Now upon the table cloth, you are going to have placemats. Those are subscriptions. You can have more than one (and it is strongly recommended to use more than one if your are going to test/taste your food before eating it, but we’ll get back on that later). You still cannot put food on the placemats, and you pay absolutely nothing yet.

Placemats = Subscriptions

Finally, the dishes which we put on the placemats (in the subscriptions), are what Azure calls resource groups. Just like dishes are used to put food on them, Azure resource groups are used to put Azure Resources inside them. Going one step further, nobody stops you from putting your main course and your desert on the same dish, but it feels yucky.
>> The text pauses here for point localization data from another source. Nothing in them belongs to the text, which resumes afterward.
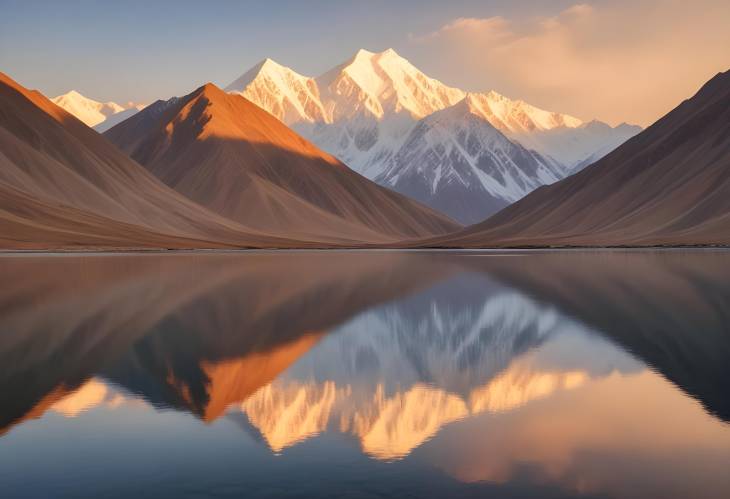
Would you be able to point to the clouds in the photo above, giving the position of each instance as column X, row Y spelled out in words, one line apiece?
column 623, row 61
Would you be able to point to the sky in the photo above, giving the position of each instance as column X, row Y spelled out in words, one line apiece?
column 617, row 61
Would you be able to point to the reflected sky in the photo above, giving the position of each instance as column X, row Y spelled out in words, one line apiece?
column 299, row 374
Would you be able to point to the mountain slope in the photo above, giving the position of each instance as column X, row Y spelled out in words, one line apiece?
column 99, row 115
column 62, row 184
column 668, row 185
column 367, row 110
column 457, row 162
column 229, row 155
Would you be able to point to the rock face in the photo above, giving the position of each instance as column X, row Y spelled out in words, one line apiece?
column 669, row 185
column 373, row 112
column 227, row 154
column 63, row 185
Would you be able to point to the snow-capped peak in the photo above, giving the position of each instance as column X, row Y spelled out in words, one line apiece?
column 88, row 110
column 516, row 116
column 382, row 84
column 291, row 97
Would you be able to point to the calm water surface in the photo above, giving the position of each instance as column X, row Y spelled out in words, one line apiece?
column 366, row 374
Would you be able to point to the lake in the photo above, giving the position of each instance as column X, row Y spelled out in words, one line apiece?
column 366, row 374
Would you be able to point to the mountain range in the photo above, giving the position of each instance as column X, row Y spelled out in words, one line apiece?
column 669, row 185
column 212, row 170
column 385, row 119
column 64, row 185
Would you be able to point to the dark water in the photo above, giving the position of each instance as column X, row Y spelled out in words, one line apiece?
column 356, row 374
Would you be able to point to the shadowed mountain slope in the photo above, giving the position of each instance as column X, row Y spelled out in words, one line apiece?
column 669, row 185
column 229, row 155
column 64, row 185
Likewise, nobody prevents you from putting all your resources in the same resource group, but its strongly recommended to put the only resources that belong together, in the same resource group.
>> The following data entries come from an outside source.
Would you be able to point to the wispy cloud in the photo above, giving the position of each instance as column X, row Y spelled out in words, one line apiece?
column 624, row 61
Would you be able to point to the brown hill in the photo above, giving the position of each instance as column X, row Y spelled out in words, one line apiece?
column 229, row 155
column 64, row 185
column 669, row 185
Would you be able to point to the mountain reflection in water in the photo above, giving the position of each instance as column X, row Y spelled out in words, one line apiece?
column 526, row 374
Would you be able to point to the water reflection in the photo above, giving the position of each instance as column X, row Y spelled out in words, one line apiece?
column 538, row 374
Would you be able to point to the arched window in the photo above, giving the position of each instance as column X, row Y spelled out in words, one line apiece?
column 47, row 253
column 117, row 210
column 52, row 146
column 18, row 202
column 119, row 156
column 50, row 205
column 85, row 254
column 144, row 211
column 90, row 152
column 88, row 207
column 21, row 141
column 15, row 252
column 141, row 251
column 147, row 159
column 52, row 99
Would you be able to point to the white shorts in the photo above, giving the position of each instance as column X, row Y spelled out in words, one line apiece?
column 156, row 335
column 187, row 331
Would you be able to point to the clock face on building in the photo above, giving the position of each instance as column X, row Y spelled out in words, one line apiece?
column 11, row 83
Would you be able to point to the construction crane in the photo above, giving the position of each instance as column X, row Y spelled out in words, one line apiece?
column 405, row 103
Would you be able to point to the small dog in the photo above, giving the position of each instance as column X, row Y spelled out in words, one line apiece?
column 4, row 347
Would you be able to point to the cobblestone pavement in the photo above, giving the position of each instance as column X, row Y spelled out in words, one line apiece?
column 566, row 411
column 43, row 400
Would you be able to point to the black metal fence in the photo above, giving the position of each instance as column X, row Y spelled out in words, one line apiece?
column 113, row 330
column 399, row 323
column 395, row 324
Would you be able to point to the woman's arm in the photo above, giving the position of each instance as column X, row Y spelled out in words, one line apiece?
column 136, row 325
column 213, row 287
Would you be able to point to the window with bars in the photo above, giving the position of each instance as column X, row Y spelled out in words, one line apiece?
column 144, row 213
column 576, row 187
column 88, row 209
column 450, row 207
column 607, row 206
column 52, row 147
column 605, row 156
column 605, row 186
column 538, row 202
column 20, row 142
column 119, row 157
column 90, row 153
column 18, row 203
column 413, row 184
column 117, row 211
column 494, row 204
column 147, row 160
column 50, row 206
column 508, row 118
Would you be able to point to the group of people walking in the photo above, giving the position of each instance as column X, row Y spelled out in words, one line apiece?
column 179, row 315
Any particular reason why I would prefer that restaurant over cooking at home?

Plenty! Let’s list a few:

  1. By leasing the restaurant’s tools, you can use whatever you need to cook your delicious meal, without having to buy those expensive kitchen appliances. You only pay for what you use, for the time you use it.
  2. Unsure what kind of knife you need? No worries! Azure will let you start with a basic all-around knife and when the steak becomes to hard to cut, you can scale up by getting a sharper knife (sharper in price as well though) or scale out, by using two knifes simultaneously! Cool, right? Again, you only pay for what you use, for the time you use it.
  3. Fancy some ravioli but only once? Well then buying a whole carton would leave you with so much leftover, while Azure can serve you as much ravioli as you need, that particular time. Translating this in software terms, no need to buy a big fat SQL license, as Azure lets you use a managed SQL instance where the license cost (for you use) is included.
  4. You love espresso and you consider buying an awesome Italian espresso machine at home? Sure, but can you cope with all the maintenance needed? Can you do all the cleaning & updating? Azure keeps all the machinery clean and shinny for you, so they save you that trouble. Again, in Software terms, Azure keeps their hardware secure and updated, saving us from the need of keeping our own hardware secured and updated.
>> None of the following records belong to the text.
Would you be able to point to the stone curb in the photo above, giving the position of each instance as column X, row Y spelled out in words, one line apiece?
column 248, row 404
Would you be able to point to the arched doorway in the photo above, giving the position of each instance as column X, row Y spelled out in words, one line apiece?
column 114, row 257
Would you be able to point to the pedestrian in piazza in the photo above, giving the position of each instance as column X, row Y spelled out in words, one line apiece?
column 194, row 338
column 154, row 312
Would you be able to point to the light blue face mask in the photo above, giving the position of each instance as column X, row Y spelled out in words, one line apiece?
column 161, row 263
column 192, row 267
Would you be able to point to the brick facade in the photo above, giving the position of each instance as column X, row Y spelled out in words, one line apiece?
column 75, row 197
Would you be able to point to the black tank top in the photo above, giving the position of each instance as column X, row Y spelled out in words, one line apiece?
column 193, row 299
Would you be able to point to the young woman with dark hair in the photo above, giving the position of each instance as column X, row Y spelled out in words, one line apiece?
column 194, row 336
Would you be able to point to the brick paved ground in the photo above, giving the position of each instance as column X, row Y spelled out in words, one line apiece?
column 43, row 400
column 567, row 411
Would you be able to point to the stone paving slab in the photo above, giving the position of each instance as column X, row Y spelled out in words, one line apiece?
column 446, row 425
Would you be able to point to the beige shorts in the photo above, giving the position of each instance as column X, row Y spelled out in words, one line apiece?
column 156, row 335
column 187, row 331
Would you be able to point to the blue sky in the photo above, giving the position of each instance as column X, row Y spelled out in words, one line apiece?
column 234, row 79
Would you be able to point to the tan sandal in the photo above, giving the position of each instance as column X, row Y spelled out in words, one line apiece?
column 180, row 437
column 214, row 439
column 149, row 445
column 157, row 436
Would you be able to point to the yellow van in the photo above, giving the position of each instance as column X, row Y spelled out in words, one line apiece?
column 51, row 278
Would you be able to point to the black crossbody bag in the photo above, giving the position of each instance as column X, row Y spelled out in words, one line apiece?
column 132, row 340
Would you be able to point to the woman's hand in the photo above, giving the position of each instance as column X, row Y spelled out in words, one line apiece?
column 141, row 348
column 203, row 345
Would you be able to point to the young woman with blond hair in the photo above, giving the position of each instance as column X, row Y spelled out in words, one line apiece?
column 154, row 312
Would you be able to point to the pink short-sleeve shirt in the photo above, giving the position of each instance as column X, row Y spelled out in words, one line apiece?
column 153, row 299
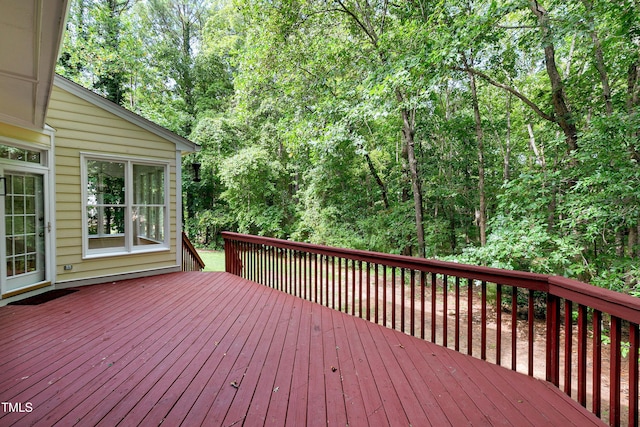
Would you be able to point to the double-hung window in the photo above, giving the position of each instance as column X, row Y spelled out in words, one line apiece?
column 125, row 205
Great but what does this restaurant sell?

Taking a look at the menu (Azure Marketplace) one can find a huge list of items, which can be categorized like this:

  1. Infrastructure-as-a-Service: Those dishes are big and heavy and you can put food that you brought with you! In the Azure world, this refers to virtual machines, networks, storage spaces, etc. In other words, you can lease some hardware, configure it to great extent and use it as a basis for your other resources.
  2. Platform-as-a-Service: You get a special dish, suitable for some kind of food. Do you want to eat soup? You get a deep dish!
  3. Software-as-a-Service: You get your meal ready to consume.

So where does the food come from?

Well, as mentioned Azure offers a number of ready meals, in the form of SaaS (Software-as-a-Service) products, but you are more than welcome to bring your own food (applications).

How is the food served?

Either you can serve it manually, by just deploying it or you can upload your recipe (source code) in a cookbook (repository). Then you can use some kind of product line (pipeline) which will cook (build & compile) your recipe and serve the food to you. Luckily Microsoft owns two cookbooks (Github & Azure DevOps) which are carefully integrated to Azure and offer you all the tools you need to cook & serve (build & deploy) the food (application) to your dish (Azure resource).

Last but not least, since this recipe-management became so popular, Azure allows us to write recipes (arm templates, bicep files, terraform etc.) which describe how the whole table setup should be. This kind of recipe, is called Infrastructure-as-Code and is equally useful as the food recipes as it allows describe exactly what the whole table should look like, and not only one specific meal (application).